According to these studies, a difference in moral instincts is one of the roots that sprout to create different political affiliations on the emergent level.  Liberals chiefly care about fairness and not harming the weak. Conservatives primarily care about loyalty, authority, and sanctity, and Libertarians mainly care about freedom. In your book, you aim to separate “genes from memes”, but according to the findings of these scientists, these variations in moral instinct are partially genetic.

Such variations in instinct, even within the same species, are in accordance with the ‘Baldwin effect’ as known from developmental biology. Daniel Dennett has referred to this effect as being “no longer controversial” in science and it presumes a developmental framework of epigenesist, phenotypic plasticity. If such mechanisms are indeed at work in shaping our instincts, including our moral instincts, then the premise of separating genes from memes cannot be meaningfully upheld.

(3) In your book, you propose to contest the findings of Haidt and others by conjecturing that “conservatives have the same morality as liberals do, they just have different ideas about how harm accrues in this universe.” But by this argument, any morality could potentially be said to be the same morality as any other morality, albeit with “different ideas about how harm accrues in this universe.” Where a liberal might see cuts in social security as doing harm to society’s poorest, a libertarian might see their continued existence as doing harm to his negative liberties. The differences in empirical data are there, yet your book reasons that these differences are merely different manifestations of the same ultimate morality.
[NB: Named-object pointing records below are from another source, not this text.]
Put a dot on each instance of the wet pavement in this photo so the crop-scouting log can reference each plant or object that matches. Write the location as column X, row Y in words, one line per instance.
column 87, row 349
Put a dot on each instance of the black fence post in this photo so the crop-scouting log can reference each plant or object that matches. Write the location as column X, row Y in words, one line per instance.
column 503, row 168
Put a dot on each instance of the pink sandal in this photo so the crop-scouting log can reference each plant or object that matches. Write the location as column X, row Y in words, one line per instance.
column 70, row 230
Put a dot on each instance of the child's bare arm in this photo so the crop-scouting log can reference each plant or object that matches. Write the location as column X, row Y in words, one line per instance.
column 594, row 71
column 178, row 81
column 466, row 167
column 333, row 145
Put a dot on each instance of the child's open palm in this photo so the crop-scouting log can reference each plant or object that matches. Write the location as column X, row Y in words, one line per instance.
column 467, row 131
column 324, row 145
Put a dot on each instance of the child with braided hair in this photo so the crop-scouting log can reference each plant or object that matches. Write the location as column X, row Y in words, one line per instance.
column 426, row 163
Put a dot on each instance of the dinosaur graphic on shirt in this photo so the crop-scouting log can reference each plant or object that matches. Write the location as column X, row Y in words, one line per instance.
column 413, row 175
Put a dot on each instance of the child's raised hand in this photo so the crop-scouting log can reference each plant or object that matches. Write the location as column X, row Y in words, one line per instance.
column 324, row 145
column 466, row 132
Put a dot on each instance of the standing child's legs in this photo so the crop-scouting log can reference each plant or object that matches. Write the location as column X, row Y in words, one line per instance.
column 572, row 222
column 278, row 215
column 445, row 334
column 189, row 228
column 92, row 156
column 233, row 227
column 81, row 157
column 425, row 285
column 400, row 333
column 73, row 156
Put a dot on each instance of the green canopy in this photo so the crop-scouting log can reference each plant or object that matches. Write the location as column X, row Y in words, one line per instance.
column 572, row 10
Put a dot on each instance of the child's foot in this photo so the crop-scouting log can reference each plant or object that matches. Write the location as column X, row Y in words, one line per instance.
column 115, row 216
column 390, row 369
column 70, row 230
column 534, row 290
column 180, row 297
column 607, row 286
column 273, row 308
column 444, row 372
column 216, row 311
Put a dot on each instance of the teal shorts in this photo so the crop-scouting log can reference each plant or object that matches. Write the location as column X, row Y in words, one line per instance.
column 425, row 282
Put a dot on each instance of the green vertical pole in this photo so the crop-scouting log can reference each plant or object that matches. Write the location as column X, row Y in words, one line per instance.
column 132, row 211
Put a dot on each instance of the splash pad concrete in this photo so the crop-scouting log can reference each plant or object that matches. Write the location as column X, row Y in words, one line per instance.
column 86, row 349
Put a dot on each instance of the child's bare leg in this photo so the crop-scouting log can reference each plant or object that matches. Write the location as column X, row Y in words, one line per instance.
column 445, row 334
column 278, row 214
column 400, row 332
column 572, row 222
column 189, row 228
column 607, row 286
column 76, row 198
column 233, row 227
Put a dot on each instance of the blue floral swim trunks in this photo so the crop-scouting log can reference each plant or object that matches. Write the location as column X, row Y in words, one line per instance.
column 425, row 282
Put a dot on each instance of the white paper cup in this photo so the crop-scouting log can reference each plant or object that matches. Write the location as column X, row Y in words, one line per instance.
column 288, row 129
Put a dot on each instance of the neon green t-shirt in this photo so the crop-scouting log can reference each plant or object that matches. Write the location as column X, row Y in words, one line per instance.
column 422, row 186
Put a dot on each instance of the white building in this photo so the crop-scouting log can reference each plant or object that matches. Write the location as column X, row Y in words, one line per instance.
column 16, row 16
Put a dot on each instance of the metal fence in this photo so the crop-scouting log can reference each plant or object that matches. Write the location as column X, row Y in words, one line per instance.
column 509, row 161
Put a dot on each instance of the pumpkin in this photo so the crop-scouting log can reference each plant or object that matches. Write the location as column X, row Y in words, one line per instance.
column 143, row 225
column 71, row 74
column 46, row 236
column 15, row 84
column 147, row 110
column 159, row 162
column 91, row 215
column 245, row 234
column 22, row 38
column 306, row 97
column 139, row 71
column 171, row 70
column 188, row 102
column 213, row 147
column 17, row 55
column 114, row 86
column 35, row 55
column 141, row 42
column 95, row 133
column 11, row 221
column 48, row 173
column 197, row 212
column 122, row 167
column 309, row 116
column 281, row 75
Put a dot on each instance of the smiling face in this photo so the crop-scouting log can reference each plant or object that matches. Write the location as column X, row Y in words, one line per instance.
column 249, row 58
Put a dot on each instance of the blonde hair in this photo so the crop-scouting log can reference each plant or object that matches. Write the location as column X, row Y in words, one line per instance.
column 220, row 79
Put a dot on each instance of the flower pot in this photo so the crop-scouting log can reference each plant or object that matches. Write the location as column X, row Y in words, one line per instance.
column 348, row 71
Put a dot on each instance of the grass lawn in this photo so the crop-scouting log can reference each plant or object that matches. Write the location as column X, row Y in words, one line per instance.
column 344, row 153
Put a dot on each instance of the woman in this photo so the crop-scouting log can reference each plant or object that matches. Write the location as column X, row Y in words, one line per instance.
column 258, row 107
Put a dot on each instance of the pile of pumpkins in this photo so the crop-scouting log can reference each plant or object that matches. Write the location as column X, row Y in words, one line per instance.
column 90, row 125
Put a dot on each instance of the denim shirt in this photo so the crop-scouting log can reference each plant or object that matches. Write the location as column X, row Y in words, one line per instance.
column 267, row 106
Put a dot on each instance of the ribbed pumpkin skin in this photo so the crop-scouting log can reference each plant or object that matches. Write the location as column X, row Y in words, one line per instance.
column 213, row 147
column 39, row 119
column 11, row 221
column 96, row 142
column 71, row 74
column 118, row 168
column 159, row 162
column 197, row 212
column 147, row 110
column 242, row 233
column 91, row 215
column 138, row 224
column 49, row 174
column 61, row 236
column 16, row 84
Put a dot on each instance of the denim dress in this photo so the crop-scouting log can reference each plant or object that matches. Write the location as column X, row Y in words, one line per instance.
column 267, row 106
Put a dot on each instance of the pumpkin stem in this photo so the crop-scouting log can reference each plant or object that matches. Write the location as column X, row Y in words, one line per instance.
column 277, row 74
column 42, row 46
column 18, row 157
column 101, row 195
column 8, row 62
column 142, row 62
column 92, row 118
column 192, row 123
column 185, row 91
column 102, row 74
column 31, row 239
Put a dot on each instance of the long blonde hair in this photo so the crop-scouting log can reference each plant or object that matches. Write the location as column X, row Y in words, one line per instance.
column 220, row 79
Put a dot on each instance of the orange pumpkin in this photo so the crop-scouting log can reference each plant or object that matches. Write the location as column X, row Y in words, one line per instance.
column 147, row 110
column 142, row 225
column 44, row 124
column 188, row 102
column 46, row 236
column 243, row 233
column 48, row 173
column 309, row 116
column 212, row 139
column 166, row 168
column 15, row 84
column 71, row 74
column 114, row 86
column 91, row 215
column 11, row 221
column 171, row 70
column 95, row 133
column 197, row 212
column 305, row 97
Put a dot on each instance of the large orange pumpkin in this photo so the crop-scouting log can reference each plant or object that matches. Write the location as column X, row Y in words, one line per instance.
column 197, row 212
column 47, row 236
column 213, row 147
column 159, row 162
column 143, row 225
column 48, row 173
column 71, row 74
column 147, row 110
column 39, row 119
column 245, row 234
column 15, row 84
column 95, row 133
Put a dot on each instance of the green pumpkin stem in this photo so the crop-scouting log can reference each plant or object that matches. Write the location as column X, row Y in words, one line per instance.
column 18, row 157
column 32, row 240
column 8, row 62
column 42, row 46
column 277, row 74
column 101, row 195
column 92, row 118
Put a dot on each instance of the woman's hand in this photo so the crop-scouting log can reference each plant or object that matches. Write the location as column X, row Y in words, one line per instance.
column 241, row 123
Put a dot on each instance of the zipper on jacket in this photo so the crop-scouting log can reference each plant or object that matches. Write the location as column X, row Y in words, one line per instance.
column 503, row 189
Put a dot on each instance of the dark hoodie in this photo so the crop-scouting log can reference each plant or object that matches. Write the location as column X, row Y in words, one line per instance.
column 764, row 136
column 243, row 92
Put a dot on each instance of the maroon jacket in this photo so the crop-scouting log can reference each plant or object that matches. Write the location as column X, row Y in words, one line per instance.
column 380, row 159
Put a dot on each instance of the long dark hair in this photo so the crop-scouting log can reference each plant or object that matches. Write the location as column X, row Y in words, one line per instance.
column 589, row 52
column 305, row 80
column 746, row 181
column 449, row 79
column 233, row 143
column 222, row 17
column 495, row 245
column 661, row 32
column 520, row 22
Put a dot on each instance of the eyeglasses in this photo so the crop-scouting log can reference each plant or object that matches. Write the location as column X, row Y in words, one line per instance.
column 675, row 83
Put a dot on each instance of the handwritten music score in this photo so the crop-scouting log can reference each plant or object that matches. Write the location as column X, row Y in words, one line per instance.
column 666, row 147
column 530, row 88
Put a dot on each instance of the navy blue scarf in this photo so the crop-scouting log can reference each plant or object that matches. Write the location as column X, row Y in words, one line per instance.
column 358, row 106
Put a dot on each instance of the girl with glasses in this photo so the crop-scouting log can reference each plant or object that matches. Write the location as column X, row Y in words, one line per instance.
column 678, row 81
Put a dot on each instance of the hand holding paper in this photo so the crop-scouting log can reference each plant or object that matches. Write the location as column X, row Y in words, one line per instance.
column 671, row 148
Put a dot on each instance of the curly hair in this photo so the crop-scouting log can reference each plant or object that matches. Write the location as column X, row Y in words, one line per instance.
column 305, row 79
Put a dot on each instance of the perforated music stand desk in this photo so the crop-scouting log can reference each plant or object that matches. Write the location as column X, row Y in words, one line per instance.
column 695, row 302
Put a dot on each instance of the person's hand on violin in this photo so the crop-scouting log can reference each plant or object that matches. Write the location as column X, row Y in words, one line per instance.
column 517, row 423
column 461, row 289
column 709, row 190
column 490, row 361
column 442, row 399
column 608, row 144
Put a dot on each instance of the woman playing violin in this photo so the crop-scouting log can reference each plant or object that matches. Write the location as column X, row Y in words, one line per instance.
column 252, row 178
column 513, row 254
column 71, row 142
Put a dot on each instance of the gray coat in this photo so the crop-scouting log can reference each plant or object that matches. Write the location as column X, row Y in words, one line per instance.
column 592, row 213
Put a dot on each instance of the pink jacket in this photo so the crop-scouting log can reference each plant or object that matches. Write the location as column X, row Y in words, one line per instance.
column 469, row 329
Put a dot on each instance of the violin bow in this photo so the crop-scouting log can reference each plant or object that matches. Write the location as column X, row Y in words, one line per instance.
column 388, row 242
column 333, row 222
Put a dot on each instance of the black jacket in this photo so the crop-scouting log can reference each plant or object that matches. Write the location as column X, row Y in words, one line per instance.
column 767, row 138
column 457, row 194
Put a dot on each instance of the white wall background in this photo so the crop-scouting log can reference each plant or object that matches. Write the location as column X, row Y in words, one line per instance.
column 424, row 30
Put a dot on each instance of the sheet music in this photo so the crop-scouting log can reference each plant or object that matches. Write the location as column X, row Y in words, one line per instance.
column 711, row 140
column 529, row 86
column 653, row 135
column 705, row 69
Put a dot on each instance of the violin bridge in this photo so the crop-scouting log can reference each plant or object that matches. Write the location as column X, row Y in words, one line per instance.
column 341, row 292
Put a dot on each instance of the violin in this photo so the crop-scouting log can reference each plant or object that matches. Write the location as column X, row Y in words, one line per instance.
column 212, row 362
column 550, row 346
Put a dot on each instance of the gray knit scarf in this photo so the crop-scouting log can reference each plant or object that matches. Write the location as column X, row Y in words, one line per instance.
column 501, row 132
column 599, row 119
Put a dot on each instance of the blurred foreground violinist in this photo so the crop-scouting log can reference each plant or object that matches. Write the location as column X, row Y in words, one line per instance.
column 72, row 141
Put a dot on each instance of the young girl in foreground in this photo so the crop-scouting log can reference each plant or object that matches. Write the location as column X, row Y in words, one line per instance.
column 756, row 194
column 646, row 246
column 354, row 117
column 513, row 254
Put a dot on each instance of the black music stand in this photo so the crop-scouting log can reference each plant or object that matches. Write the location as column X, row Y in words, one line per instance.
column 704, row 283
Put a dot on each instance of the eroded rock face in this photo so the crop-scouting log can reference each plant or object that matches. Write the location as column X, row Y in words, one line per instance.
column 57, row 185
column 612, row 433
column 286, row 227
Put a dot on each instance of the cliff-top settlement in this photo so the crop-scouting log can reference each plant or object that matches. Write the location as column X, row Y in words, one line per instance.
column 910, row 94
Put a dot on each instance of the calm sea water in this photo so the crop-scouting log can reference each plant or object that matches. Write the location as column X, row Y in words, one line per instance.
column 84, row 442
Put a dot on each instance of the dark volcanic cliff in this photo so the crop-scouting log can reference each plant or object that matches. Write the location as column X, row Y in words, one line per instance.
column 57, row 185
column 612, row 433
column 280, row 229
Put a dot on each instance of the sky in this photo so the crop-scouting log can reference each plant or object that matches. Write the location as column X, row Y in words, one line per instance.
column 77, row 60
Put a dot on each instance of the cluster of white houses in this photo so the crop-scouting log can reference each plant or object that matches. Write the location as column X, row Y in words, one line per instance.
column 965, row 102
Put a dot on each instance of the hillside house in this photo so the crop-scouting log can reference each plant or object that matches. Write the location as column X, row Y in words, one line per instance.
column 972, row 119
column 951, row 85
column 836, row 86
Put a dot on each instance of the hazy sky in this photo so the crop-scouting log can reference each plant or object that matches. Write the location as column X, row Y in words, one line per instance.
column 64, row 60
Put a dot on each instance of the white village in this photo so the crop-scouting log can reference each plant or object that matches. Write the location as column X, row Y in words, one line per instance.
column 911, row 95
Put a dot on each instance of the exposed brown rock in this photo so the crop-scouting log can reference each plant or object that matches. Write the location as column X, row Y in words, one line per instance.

As you do not establish a definitive demarcation line between one and the other, this manner of reasoning must leave you, or some other subject, as the umpire of when these occurrences in the empirical data do indeed constitute a meaningful difference (Haidt), a non-meaningful difference (Harris) or an instance of “moral confusion” (which is how you characterize morality of political Islam in your book). Thus, by the manner of reasoning employed in the book, empirical data acquired through science cannot stand on its own as objective data, but is in need of some subjective interpretation. If two bright, young, well-educated and scientifically minded gentlemen such as Dr. Haidt and yourself cannot even agree on whether what we are seeing in the empirical data is one or several moralities, this constitutes ample illustration that whatever objective data we have to work with cannot be interpreted objectively on its own account, but must be subjected to subjective interpretation in order to make sense to us.

***

So this constitutes our argument against the thesis of your bold and adventurous book: We agree that science can and should be used to establish an inquiry into human values. We also agree that science can determine what those human values are. But human values are not necessarily objective, and if they are, there is no way to assert that their objectivity without involving memes and subjectivity.